Alex Alves

Personal information
- Full name: Alex Alves Cardoso
- Date of birth: 25 August 1992 (age 33)
- Place of birth: Assis Chateaubriand, Brazil
- Height: 1.83 m (6 ft 0 in)
- Position: Centre-back

Team information
- Current team: CEOV
- Number: 4

Youth career
- Paraná

Senior career*
- Years: Team / Apps / (Gls)
- 2012–2014: Paraná / 52 / (4)
- 2014–2017: Goiás / 93 / (7)
- 2018–2019: Coritiba / 25 / (0)
- 2020–2021: Boa / 23 / (1)
- 2022: Santa Cruz / 16 / (0)
- 2023: Atlético Catarinense / 9 / (0)
- 2023–: CEOV / 15 / (2)

= Alex Alves (footballer, born 1992) =

Brazilian footballer

Alex Alves Cardoso (born 25 August 1992), known as Alex Alves, is a Brazilian footballer who plays for CEOV, mainly a central defender, he can also play as a defensive midfielder.

==Career==
Born in Assis Chateaubriand, Paraná, Alex Alves graduated with Paraná Clube's youth setup. He made his professional debut on 19 May 2012, starting in a 1–1 home draw against Guarani for the Série B championship.

Alex Alves scored his first goal in the competition on 7 July, netting the first in a 2–0 home win against Boa Esporte. He finished the season with 32 appearances and four goals, as his side finished tenth.

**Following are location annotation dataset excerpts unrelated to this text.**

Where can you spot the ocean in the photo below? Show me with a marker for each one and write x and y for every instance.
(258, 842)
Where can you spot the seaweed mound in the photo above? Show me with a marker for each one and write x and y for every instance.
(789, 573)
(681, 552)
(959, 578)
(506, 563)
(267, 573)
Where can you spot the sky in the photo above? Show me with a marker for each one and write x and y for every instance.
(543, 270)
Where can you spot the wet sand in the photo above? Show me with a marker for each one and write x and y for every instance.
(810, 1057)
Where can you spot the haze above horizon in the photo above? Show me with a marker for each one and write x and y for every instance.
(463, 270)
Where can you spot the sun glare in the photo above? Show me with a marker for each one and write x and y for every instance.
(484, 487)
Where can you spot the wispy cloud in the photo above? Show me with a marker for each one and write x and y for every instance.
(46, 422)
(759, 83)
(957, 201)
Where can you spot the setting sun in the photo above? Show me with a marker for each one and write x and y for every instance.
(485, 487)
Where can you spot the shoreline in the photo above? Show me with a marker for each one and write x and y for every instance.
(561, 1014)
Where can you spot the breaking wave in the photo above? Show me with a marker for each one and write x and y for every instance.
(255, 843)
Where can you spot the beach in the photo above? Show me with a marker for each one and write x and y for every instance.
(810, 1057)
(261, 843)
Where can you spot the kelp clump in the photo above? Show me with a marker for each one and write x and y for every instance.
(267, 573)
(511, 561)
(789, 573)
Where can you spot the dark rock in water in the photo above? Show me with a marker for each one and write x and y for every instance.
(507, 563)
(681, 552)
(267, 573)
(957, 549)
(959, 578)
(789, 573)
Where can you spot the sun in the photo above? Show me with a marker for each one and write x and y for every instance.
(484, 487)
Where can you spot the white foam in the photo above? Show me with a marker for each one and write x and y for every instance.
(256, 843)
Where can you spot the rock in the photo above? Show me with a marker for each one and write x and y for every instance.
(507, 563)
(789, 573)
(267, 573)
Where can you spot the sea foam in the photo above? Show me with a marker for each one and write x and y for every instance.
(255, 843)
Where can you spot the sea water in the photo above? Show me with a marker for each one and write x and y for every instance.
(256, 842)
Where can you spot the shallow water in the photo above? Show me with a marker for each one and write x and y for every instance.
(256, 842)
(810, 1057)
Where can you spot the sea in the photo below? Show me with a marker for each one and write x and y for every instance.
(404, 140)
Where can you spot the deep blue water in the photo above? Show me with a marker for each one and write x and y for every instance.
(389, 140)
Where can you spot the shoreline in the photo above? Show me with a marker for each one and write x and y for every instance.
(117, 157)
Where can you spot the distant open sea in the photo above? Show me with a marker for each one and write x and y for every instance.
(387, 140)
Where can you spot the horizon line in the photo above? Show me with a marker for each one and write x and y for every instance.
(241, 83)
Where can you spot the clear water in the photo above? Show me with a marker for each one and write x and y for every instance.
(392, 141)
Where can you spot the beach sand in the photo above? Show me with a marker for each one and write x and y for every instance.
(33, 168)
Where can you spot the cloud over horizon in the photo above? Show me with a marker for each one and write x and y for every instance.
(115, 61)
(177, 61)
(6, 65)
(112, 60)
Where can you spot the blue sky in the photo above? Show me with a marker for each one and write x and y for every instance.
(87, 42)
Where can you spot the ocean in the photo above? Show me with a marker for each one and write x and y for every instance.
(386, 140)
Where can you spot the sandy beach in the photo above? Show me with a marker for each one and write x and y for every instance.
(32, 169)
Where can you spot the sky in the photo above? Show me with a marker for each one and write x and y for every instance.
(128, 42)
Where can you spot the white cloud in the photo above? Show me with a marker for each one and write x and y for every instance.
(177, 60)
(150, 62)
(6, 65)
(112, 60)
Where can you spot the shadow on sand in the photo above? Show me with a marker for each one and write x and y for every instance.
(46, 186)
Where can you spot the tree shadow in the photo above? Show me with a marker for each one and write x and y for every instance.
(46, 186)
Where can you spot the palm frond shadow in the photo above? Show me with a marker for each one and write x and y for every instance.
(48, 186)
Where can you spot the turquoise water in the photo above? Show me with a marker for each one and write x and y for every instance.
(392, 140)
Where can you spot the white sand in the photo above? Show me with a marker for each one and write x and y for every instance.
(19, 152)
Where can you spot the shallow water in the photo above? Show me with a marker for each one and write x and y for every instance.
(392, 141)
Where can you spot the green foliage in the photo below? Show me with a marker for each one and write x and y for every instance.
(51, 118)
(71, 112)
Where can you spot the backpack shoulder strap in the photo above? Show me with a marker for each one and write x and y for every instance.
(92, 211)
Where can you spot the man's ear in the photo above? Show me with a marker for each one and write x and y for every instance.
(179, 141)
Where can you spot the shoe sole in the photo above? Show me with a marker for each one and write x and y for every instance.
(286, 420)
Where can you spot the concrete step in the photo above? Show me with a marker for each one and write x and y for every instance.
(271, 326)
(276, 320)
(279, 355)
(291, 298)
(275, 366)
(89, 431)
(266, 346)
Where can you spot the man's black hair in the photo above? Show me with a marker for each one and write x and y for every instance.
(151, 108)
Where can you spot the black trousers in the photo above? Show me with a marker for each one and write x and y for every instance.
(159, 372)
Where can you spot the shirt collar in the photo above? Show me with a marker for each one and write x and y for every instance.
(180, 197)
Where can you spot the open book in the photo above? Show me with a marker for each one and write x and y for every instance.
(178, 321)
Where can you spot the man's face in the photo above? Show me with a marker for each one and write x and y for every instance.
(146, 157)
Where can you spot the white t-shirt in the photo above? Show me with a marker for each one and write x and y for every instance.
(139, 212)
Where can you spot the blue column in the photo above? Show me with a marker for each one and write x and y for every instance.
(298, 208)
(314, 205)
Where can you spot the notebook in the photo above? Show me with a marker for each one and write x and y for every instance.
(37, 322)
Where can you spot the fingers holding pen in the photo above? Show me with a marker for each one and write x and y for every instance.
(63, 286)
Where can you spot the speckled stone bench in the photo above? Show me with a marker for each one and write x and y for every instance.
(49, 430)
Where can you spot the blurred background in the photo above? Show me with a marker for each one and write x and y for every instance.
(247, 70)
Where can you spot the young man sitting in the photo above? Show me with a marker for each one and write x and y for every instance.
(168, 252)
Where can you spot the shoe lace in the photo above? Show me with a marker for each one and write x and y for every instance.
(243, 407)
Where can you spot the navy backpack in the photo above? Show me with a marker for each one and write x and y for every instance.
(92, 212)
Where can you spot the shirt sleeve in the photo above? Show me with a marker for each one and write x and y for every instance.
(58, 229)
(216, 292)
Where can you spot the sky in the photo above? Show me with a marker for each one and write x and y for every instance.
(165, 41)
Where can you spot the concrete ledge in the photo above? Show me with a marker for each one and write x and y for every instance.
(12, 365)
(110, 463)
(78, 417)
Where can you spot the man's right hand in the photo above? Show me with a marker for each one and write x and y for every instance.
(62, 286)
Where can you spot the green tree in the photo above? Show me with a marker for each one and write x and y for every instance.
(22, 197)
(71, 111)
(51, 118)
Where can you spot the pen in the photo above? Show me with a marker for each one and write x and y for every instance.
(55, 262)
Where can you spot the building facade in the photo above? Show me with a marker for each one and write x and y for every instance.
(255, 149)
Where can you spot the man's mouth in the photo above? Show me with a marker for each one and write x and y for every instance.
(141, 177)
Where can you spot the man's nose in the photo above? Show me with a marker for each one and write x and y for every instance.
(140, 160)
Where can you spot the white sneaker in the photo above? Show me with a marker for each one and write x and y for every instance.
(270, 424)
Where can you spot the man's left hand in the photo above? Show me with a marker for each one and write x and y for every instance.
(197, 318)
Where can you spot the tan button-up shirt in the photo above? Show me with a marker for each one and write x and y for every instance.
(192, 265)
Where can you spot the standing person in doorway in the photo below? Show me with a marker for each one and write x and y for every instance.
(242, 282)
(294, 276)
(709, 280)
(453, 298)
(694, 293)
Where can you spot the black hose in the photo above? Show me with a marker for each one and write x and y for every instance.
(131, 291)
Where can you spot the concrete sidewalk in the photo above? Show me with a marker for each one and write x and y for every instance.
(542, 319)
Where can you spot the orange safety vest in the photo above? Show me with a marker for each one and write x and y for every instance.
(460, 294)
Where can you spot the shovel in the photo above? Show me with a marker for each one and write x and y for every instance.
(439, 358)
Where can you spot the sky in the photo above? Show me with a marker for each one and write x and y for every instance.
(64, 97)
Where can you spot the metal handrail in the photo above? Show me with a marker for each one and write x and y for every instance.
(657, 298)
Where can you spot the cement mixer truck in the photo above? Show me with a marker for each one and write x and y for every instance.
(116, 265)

On 7 February 2014, after being an ever-present figure for the Azulão, Alex Alves signed a three-year deal with Goiás. He made his Série A debut on 4 May, playing the full 90 minutes in a 1–0 away win against Atlético Mineiro.

Alex Alves scored his first goal in the main category of Brazilian football on 23 May 2014, netting his team's first in a 2–2 home draw against Santos.